U.S. data released this week was mostly positive, adding to expectations for a rebound in real GDP growth for the second quarter. Q2 GDP data will be released on July 29. Good economic data combined with the rally in U.S. equities over the week diminishes two lingering fears…fear of a sudden downturn in U.S. job growth, and fear of a spillover from the BREXIT vote in the UK. Instead, we see the U.S. economy picking up a moderate amount of momentum at mid-year and we believe that momentum will be sustained through year-end.
The producer price index for final demand warmed up in June, gaining 0.5 percent with a push coming from petroleum products. The index is still tame over the last 12 months, up by just 0.3 percent. With the drop in oil prices from the high 40s in June to the mid-40s in July, we expect the headline PPI to stabilize through July and possibly August.

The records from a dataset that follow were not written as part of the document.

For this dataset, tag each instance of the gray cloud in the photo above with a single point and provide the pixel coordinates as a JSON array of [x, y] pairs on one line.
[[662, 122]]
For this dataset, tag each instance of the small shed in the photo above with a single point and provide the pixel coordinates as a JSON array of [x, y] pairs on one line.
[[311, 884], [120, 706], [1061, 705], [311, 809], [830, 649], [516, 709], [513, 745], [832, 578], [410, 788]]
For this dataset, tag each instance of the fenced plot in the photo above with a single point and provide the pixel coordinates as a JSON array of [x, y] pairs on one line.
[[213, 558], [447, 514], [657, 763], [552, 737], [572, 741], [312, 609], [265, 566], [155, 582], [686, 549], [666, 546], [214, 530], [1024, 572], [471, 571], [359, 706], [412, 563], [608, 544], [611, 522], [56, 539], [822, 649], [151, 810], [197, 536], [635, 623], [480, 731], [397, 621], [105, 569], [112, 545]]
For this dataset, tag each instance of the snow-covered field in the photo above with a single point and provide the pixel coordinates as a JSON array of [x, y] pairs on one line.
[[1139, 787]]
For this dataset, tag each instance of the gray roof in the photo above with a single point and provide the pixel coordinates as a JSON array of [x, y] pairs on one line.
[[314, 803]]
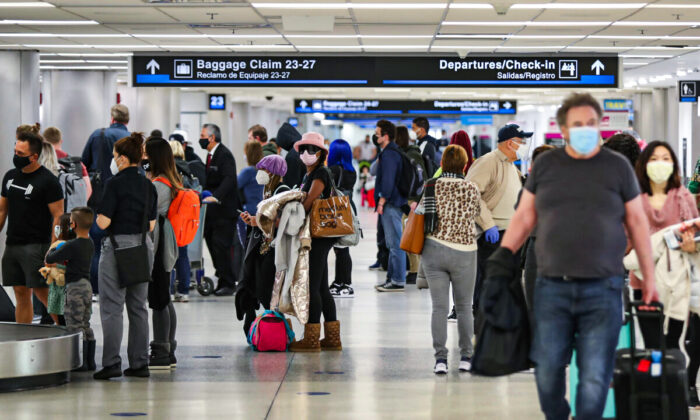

Consumer prices for June were up by 0.2 percent, just below consensus expectations. Over the previous 12 months the CPI was up by just 1.0 percent, reflecting the drag from lower energy prices through early this year.
Retail sales beat expectations, increasing by a strong 0.6 in June. Retail sales ex-autos were up 0.7 percent in June supported by a strong 3.9 percent increase in building materials sales.
Industrial production also did better than expected in June, up 0.6 percent. Manufacturing output gained 0.4 percent. Despite cooler auto sales, motor vehicle assemblies were up by 9.6 percent.
Initial claims for unemployment insurance were unchanged for the week ending July 9, holding a very low 254,000. Continuing claims gained 32,000 for the week ending July 2, to hit 2,149,000, still a very low number.
The Job Openings and Labor Turnover Survey for May showed a small step down in the job openings rate to a still-strong 3.7 percent. The hiring rate remained at 3.5 percent, down a bit from its recent peak of 3.8 percent in February. This is consistent with our expectation for a gradual decrease in payroll job growth through next year.
The National Federation of Independent Business Small Business Optimism index increased by 0.7 points in June to 94.5, the third monthly gain.
The Bank of England surprised by not easing policy at its Monetary Policy Committee meeting on July 14. However, they strongly suggested that easing would come at the next meeting on August 4. We expect to see a combination of interest rate cuts and asset purchases as the MPC attempts to bolster the UK economy on the heels of the June 23 BREXIT vote.
The European Central Bank’s Governing Council meets on July 21. A recent Reuters poll suggests no easing. We expect the Bank of Japan to provide more monetary stimulus at its Monetary Policy Meeting over July 28/29. This may coordinate with a new fiscal stimulus.